Sometimes the light stretched out forever, and some times it hid beneath clouds.  A stone was carved and stood in a common place in the open.  As the sun went through its paces, a shadow was cast, and we followed.

Then the wheel. Then the cogs.  A rhythm followed the shadow, a pulse. Numbers.  The cogs and gears and mechanisms turned and it was 1.  Then 2.  The time between insignificant perhaps.  Days subdivided into hours.  Early morning hours, for sleep or work.  Daylight hours, for work, for exploring while the shadows were at bay. Nighttime hours, for dinner, for rest, for socializing as long as the lanterns had oil.

But soon enough it never had to be dark. Soon enough the space between one and 2 became set aside.  Minutes. Minutia. This precision, this pulse driving life to an ever rising pace.

Then time zones, so we could deign to make the hours bend to our will.  So we could pretend we had any control over the light and when it came and went.

Cogs and gears a thing of the past, we crush crystal, let it flow liquid.  The number is luminescent so we can always see it, always watch it advance.  So we always know when to expect the sun, so we know when it is time to start a new day, or time to end one.

Such precision now that races aren't won by a nose, they're won in bits of time so small that blinking seems like blindness.

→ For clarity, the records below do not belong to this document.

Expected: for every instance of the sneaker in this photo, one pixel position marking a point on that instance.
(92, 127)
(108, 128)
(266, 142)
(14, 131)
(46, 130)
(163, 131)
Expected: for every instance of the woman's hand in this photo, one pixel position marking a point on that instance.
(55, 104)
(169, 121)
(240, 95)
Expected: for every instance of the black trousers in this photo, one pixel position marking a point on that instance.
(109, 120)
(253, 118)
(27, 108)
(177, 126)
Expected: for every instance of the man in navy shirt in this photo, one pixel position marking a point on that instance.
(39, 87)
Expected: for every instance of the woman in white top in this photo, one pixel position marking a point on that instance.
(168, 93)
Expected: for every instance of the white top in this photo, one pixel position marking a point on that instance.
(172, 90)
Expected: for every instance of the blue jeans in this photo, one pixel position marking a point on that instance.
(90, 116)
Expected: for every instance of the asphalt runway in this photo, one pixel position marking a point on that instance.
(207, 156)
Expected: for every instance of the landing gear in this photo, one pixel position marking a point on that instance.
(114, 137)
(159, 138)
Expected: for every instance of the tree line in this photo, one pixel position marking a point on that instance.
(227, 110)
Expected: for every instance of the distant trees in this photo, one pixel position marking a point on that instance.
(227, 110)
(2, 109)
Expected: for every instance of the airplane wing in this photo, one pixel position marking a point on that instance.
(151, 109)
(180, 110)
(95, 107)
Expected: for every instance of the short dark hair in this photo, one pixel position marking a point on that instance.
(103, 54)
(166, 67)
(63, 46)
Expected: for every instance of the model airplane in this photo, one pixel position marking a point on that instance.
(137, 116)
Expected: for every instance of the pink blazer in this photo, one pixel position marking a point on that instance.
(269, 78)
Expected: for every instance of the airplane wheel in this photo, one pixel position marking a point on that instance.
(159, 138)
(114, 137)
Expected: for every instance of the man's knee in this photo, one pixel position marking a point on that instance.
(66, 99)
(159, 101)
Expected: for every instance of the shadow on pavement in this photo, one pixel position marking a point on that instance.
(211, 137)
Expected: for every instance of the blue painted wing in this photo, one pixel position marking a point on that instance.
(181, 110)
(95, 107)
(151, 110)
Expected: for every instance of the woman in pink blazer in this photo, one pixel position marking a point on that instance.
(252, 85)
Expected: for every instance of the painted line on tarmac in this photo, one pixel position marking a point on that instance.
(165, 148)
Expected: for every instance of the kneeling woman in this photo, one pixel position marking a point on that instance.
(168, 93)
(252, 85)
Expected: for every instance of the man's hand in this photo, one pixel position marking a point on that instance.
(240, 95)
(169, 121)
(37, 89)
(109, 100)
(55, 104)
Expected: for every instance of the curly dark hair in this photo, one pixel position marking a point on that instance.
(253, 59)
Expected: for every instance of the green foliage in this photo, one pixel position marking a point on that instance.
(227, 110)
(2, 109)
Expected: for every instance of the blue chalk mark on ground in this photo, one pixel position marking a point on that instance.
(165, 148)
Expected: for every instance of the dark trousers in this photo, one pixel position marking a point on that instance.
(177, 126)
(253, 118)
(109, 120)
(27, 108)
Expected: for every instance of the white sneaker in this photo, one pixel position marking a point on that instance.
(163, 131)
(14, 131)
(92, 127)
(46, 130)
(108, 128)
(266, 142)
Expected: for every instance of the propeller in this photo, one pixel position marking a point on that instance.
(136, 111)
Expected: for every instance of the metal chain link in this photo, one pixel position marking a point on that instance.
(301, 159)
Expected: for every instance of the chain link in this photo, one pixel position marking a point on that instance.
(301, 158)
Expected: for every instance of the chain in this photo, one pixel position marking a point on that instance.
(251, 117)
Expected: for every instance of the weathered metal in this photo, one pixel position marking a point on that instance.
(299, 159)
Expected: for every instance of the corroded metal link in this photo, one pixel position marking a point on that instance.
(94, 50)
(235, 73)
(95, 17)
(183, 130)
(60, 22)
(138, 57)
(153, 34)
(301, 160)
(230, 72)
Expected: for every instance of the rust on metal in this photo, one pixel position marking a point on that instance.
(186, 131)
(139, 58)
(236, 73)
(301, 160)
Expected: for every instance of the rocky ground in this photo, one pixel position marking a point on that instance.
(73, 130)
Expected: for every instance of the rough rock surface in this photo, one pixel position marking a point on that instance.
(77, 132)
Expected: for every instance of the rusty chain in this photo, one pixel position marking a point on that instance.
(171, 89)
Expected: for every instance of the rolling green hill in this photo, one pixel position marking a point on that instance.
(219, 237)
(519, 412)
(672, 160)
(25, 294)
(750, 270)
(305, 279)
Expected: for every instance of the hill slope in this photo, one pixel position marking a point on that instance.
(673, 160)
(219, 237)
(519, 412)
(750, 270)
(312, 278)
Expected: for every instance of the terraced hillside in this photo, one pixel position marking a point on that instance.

Still we aren't satisfied. Since splitting the atom, we want to drive deeper even if we've gone to the core.  Now a clock won't do.  Time tracked seems a waste of time, and an object that only speaks in seconds seems a vanity.  "Yes, time....but what else?"

The silver hands of wristwatches atrophy, forgotten in jewelry drawers as the batteries die.

We find time where we find bank balances, messages from friends, entertainment, recipes,pictures we take to remember moments we didn't want to pass.  We find time on things that also cook our food in minutes instead of slow simmering hours.  We don't find time on its own, and we don't find time alone. But maybe we should.